Un passaggio da meditare bene. No ad un nuovo Ente economico pubblico
che fa da ospedale per le aziende che i privati non sanno o non possono
gestire, certamente si ad un progetto geoeconomico che rinnovi e
aggiorni il nostro apparato produttivo e tecnologico. Non possiamo
permetterci il lusso di una radicale finanziarizzazione della nostra
economia, la crisi attuale è strutturale e occorrono capitali da
investire in beni, servizi e tecnologie, altro che chiacchiere
finanziarie per allungare il brodo della crisi. Il Presidente Renzi
vuole evidentemente utilizzare la CDP, Cassa Depositi e Prestiti, per
fare da volano per la ripresa. Ci vuole ben altro! E, soprattutto,
occorre un Ente che faccia cassa, certamente, ma che abbia il
management, le tecnologie, il potere e anche la capacità di sostituirsi,
quando occorre, ad una classe politica spesso o imbelle o ignorante.

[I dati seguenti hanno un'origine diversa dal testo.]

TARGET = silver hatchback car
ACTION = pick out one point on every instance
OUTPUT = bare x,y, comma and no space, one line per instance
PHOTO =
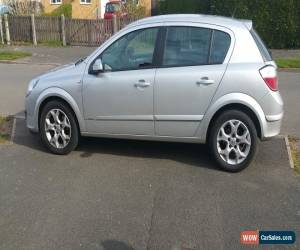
183,78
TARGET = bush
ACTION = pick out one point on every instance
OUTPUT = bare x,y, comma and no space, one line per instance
277,21
64,9
134,10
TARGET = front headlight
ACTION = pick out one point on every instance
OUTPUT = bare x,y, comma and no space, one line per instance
32,85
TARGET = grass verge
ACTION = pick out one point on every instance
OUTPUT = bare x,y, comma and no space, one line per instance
286,63
50,43
6,124
295,151
8,55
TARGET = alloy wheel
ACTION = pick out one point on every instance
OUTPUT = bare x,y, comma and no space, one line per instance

Quindi, Presidente Valori, quali sono i problemi che deve risolvere il nostro Paese per ripartire?
Sburocratizzare pesantemente tutto. Se c'è un punto in cui il
liberalismo laicista e il Codice di Camaldoli coincidono, è quello della
disintermediazione sociale. Mai più apparati da Kombinat sovietico,
basta con i costi infiniti della intermediazione burocratica. Ho
calcolato che, con una sburocratizzazione seria e generalizzata, le
spese dello Stato, calcolate a valori attuali, scenderebbero del 18,2%,
mantenendo fissi i servizi e i loro costi medi. Poi, occorre abbattere
la piovra del fisco. Anche qui, tra tasse non dovute, cervellotiche e
distruttive, si è realizzata una vera e propria crisi economica indotta
dal costo dello Stato e dalla sua inefficienza strutturale. Troppo fisco
per mantenere troppa burocrazia. Ma questo non vuol dire che il mercato
sia di per sé più efficiente. Fisco e Sburocratizzazione, due cose da
fare subito.
Come pensa che si potrebbero aggredire i problemi italiani che ora ha sollevato?
Per il fisco, si tratta di eliminare molte tasse. Una fiat tax
non sarebbe una cattiva idea, ma va calibrata bene, per evitare i soliti
furbi, che non mancano mai. Ricordo che la Thatcher ci perse il potere,
su questo tema. Accorpare tutto il fisco in quattro-cinque tipologie,
allungare i tempi della riscossione, stabilire per legge che il Fisco
non può superare una certa soglia per le imprese e le persone fisiche.
Per sburocratizzare, riprendere un vecchio principio del Codice di
Camaldoli: l'autonomia non statalista dei corpi intermedi e delle libere
associazioni. Si può socializzare senza statalizzare. E' la Dottrina
Sociale della Chiesa, non
l'anticapitalismo guevarista di certi sacerdoti.